The elite Ghanaian rapper affirms his king status with this seventh studio album, No Pressure.

Sarkodie is one of the most successful African rappers of all time. With over ten years of industry presence under his belt, there's no question about his prowess or skin in the game. Not only is he a pioneer of African hip-hop, he's also the most decorated African rapper, having received over 100 awards from close to 200 nominations over the span of his career.

What else does Sarkodie have to prove? For someone who has reached and stayed at the pinnacle of hip-hop for more than a decade, he's done it all. But despite that, he's still embracing new growth. One can tell just by listening to his latest album, No Pressure, Sarkodie's seventh studio album, and the follow-up to 2019's Black Love which brought us some of the Ghanaian star's best music so far. King Sark may be as big as it gets, but the scope of his music is still evolving.

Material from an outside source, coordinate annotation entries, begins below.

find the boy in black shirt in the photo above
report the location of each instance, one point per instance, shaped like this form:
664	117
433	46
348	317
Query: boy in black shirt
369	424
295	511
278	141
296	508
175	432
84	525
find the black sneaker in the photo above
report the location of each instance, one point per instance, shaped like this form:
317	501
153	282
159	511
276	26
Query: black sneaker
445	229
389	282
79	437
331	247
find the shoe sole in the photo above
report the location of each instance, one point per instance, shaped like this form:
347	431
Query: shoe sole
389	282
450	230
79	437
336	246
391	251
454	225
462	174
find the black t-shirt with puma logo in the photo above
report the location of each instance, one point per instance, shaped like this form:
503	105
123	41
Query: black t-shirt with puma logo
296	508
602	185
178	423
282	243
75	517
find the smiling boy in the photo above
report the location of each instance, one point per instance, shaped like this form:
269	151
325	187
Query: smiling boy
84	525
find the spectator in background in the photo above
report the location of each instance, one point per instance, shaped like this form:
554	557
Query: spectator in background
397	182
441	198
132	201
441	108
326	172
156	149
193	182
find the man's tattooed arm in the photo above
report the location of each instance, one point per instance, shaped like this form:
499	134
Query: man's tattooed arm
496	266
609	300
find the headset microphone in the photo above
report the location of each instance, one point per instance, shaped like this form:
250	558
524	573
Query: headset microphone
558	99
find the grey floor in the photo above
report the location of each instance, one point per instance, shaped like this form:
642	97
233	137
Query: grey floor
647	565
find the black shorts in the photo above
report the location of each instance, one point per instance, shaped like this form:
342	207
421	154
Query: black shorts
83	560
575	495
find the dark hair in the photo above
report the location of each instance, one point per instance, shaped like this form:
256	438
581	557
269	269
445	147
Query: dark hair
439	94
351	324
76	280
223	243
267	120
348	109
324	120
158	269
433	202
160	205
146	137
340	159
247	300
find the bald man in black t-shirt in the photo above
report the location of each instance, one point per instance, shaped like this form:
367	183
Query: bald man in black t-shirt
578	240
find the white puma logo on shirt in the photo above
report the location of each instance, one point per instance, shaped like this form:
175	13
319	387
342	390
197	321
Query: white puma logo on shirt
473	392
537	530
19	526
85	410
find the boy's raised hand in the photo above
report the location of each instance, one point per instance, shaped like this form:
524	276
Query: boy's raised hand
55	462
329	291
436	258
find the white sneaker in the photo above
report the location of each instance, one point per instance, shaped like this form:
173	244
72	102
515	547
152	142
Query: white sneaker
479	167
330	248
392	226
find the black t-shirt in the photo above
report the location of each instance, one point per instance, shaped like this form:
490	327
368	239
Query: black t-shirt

Sonically, No Pressure is predominantly hip-hop, with the first ten tracks offering different blends of rap topped off with a handful of afrobeats and, finally, being crowned at the end with a gospel hip-hop cut featuring Ghanaian singer MOG. As far as the features go, Sark is known for collaborating mostly with his African peers but this time around he branches out further to feature a number of guests from around the world. Wale, Vic Mensa, and Giggs, the crème de la crème of rap in America and the UK respectively all make appearances, as well as Nigeria's Oxlade, South Africa's Cassper Nyovest, and his fellow Ghanaian artists Darkovibes and Kwesi Arthur.